MELBOURNE Global miner Rio Tinto has accelerated a move toward automation, unveiling a $518 million (327 million pound) plan to pioneer the use of driverless trains in Australia and increasing its bet on a future where machines rather than miners do most of the work.
The world's no.2 iron ore miner, which already has driverless trucks, plans to run fully automated trains across its 1,500 km (930 mile) iron-ore rail network in northwest Australia from 2014, to help boost output 60 percent by 2015.
The re-fitted trains will be operated like a space mission from a control room in Perth, 1,500 km away, from where Rio now runs the driverless trucks.
"This is not just about job losses. That's not what this is about. This is about us remaining competitive," Greg Lilleyman, president of Rio Tinto's Pilbara operations, said on Australia Broadcasting Corp radio after the announcement on Monday.
Rio says it wants to avoid forcing workers to toil beneath the scorching heat of the Pilbara, a desert region that ranks among the world's richest iron ore precincts, but automation also enables it to overcome a shortage of skilled labour.
The shortage has been fuelled by a record boom in mining and energy investment, with $230 billion worth of projects underway or approved in Australia. Salaries have skyrocketed to the point where a truck driver can earn more than $100,000 a year.
At least half of Rio Tinto's 500 train drivers may lose their current jobs, with the rest to be used on about one-fifth of the network that will still need drivers. But Rio says no one will be laid off as it aims to retrain workers for new roles.
Trade unions oppose automation, but their influence in the Pilbara has waned as Rio and other miners such as BHP Billiton (BHP.AX) have switched over the years to individual contracts or contract labour.
"The company's objective of lowering labour costs is the wrong way forward," said Gary Wood, Western Australia district secretary for the mining and energy arm of the Construction, Forestry, Mining and Energy Union.
He said hundreds of jobs were at stake.
"This decision that's being made isn't based on people. It's based on shareholders, and international shareholders at that," he told Reuters.
Rio has long dreamed of automating its trains, but put the plan on hold during the global financial crisis in 2008 when it struggled with a massive debt burden from its takeover of Alcan.
Other miners, including BHP (BLT.L), are watching how Rio's experiment pans out and have yet to follow suit.
Rio says it is still expanding its overall Pilbara workforce and will need thousands of new workers, on top of the 10,500 it already employs, to boost iron ore production to 353 million tonnes a year by 2015 up from 220 million tonnes now.

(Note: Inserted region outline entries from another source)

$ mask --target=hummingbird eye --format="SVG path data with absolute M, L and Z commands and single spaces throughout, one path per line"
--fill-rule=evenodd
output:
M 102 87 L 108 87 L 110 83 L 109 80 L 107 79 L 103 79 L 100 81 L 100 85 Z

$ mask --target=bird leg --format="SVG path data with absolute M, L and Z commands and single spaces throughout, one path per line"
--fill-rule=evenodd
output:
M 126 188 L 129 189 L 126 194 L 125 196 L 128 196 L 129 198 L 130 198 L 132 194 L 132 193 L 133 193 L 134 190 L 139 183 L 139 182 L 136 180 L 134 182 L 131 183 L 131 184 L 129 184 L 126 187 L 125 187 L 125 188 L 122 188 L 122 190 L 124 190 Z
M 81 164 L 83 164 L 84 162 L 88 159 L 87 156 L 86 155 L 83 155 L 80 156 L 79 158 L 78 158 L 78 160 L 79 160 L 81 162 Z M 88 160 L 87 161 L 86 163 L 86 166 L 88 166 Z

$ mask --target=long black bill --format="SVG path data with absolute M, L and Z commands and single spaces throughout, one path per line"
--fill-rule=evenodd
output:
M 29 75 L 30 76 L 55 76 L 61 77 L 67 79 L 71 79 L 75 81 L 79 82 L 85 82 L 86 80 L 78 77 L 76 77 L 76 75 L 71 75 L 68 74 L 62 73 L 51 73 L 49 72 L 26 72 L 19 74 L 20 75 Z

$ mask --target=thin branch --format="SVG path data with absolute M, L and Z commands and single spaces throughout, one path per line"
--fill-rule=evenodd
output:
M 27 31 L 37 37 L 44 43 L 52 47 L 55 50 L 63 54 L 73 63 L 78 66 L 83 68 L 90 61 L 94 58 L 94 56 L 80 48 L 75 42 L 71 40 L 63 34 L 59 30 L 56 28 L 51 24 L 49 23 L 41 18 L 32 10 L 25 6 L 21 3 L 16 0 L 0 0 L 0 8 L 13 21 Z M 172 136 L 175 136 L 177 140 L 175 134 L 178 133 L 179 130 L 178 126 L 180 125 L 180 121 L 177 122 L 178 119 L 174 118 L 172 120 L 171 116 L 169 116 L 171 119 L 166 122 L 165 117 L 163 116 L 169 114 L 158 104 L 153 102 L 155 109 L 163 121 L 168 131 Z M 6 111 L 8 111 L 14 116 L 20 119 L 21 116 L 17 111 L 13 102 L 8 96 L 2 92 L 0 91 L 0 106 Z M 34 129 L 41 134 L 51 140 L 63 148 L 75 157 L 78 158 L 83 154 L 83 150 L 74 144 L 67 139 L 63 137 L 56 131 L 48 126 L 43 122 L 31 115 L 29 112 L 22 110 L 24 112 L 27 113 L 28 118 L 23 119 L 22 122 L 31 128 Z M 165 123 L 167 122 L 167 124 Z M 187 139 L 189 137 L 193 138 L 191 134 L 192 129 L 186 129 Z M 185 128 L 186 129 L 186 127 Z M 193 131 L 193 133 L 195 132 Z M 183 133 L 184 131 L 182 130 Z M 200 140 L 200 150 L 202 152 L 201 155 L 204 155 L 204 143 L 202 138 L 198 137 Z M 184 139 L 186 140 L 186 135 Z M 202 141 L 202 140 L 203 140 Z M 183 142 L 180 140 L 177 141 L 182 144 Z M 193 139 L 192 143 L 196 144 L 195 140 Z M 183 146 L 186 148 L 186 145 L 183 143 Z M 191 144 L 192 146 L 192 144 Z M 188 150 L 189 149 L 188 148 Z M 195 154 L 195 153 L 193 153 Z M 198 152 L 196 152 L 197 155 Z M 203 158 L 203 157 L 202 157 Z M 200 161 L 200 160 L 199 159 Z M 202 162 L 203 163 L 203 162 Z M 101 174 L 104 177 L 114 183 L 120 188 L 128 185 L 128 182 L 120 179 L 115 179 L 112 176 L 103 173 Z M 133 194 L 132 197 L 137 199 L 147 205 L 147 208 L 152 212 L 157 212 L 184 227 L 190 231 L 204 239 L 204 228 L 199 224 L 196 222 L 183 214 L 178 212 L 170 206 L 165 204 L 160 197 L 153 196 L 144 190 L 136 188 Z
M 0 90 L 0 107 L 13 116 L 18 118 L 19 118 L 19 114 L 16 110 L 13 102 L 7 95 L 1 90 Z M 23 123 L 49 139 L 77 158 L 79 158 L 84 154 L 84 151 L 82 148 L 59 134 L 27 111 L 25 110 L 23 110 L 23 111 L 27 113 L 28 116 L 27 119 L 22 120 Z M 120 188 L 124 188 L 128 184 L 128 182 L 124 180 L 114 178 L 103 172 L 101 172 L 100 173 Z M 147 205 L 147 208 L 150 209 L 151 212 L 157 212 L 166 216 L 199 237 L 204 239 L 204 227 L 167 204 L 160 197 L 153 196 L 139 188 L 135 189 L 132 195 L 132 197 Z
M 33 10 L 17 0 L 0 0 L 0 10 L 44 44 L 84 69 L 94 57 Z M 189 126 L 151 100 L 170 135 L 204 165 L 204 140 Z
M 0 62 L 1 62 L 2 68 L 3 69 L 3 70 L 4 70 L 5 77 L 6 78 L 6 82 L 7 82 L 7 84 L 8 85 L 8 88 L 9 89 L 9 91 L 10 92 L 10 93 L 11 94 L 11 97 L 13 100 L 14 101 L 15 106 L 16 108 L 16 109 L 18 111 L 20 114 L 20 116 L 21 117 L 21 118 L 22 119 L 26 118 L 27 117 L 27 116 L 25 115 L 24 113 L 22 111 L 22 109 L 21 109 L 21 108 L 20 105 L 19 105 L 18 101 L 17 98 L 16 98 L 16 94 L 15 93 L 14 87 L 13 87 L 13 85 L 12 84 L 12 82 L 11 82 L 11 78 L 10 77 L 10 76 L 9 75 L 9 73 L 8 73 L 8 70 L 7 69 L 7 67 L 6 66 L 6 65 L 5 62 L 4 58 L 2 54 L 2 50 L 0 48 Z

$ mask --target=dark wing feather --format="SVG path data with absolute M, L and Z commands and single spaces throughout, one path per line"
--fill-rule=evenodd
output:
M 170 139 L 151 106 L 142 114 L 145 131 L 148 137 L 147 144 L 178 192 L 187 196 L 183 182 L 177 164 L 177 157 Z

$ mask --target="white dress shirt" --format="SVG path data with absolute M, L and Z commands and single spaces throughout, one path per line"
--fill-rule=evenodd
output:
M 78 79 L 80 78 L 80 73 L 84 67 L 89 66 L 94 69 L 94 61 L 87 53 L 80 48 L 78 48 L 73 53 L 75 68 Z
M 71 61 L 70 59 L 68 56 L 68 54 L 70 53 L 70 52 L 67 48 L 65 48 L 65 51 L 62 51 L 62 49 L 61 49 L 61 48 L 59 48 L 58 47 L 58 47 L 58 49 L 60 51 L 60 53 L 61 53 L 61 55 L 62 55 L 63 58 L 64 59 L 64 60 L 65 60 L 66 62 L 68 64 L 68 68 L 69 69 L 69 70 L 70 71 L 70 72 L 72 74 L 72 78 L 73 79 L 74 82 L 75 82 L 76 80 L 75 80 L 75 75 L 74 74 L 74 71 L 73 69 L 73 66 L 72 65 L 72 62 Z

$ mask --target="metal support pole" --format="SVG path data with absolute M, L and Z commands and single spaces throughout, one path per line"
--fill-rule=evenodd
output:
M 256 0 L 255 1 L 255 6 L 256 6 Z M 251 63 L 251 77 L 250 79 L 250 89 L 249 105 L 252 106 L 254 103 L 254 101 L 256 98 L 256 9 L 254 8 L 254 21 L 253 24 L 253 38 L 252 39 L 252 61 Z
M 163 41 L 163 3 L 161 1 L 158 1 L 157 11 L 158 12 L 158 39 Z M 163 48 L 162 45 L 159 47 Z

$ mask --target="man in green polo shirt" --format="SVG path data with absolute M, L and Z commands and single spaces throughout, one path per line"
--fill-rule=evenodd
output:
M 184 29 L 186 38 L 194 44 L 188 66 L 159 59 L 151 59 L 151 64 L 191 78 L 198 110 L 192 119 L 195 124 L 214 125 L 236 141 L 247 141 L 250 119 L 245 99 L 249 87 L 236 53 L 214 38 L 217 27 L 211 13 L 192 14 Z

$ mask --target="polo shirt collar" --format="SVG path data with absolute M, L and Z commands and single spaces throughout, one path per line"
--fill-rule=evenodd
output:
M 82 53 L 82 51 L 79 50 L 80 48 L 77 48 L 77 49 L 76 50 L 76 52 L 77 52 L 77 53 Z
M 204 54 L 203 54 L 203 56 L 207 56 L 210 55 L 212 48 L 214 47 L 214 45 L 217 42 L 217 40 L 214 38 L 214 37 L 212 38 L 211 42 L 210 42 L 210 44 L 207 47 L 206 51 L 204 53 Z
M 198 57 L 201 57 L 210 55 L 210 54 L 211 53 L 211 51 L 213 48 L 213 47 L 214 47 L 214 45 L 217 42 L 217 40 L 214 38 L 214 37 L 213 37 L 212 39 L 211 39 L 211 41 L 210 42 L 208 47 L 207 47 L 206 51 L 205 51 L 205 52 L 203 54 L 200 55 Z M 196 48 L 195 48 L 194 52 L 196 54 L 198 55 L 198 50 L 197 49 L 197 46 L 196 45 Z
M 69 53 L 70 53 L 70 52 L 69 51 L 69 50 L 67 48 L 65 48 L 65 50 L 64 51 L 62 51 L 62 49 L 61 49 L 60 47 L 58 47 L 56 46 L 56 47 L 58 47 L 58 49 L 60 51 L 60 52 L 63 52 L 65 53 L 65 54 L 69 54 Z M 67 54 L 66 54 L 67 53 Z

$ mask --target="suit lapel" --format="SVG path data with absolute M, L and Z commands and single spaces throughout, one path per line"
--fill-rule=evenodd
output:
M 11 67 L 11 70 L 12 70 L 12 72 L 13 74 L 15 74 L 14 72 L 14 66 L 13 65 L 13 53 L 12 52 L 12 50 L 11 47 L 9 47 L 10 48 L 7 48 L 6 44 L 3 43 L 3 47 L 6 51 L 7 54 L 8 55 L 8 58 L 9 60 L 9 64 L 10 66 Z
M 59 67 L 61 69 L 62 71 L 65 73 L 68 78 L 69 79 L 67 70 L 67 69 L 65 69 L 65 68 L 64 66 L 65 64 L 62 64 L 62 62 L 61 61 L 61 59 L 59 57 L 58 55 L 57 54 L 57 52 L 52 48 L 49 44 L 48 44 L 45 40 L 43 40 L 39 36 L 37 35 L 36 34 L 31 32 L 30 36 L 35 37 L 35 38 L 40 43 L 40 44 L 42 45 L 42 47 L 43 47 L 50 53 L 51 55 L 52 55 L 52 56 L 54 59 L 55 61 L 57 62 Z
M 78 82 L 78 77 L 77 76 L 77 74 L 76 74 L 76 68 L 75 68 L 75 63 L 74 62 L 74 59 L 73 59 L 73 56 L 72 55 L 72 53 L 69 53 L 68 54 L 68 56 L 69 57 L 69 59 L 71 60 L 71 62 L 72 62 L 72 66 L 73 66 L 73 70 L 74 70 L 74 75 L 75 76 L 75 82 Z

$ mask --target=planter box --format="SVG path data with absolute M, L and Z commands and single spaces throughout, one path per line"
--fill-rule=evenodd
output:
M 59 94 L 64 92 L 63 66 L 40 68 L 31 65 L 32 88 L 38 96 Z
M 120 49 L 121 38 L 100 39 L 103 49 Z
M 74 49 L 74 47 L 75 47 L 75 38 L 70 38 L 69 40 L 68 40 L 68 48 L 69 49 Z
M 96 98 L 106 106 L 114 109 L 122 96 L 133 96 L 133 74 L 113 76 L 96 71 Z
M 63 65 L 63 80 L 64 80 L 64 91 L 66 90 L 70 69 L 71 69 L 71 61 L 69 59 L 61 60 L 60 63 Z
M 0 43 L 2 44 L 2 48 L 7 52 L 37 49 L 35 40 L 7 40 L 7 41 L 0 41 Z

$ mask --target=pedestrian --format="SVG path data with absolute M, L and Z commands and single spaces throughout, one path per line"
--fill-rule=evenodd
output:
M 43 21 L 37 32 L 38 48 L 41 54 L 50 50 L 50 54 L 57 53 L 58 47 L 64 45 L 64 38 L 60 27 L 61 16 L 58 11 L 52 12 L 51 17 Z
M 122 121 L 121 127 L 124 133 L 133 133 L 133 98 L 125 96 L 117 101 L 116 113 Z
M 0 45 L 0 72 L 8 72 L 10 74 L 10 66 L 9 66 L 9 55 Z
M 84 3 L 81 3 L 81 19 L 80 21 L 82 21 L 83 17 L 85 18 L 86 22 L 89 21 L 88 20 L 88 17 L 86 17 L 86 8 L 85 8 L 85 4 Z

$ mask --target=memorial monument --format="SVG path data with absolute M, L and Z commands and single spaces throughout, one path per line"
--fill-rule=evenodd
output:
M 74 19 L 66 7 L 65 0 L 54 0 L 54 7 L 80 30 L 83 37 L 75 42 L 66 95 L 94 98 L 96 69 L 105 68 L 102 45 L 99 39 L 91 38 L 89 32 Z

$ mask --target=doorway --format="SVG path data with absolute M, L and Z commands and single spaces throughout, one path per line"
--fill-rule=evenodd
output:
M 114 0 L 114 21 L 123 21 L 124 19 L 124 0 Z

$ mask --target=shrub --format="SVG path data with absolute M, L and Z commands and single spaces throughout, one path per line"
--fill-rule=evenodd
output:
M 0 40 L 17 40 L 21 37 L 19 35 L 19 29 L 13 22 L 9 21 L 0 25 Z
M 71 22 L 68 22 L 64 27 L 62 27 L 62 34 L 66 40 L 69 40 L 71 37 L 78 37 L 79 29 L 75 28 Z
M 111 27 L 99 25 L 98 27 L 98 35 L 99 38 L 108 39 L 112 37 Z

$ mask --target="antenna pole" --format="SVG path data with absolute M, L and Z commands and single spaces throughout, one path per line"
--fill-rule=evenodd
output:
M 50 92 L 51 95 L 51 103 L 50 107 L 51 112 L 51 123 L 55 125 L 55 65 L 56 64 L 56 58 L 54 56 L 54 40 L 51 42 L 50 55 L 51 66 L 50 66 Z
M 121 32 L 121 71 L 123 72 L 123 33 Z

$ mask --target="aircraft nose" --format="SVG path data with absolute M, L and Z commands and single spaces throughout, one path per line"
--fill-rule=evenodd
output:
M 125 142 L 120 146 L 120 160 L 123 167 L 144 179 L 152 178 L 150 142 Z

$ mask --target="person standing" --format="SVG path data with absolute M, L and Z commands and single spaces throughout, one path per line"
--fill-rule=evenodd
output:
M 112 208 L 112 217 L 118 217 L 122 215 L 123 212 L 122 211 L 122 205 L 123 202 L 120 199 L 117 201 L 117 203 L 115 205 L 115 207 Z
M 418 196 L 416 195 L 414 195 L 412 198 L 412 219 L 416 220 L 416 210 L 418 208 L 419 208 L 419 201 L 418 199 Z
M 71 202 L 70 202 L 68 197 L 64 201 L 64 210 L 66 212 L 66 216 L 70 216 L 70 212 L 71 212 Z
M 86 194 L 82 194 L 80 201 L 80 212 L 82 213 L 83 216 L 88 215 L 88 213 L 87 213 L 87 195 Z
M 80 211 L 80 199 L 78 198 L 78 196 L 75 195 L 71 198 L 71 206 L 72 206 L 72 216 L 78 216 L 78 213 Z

It will need more people to perform maintenance on trucks, trains and other heavy equipment, manage rail and port schedules, operate the control centre, and run trains around about a fifth of its network.
By getting rid of drivers, Rio will no longer have to slot in times for driver changeovers, giving it more flexibility in scheduling trains and creating more capacity in the network.
"Automation will help us meet our expansion targets in a safe, more efficient and cost-effective way," Rio Tinto iron ore chief Sam Walsh said in a statement.
The company did not say how much it would save by switching to driverless trains, but said the benefits would stem from the distances and loads involved. It runs 2.5 km-long trains, each carrying about 25,000 tonnes of ore.
But the numbers add up quickly, as each roundtrip to port from the mines takes about 30 hours, with three or four drivers on each train, and each driver working an eight-hour shift.
Rio has no plans to roll out similar remote-controlled technology at other mines yet, spokeswoman Karen Halbert said.
Rio's share of the investment is $478 million, with the remainder to be covered by its Japanese partners in the Robe River operations in the Pilbara -- Mitsui (8031.T), Nippon Steel (5401.T) and Sumitomo Metal Industries 5405.T.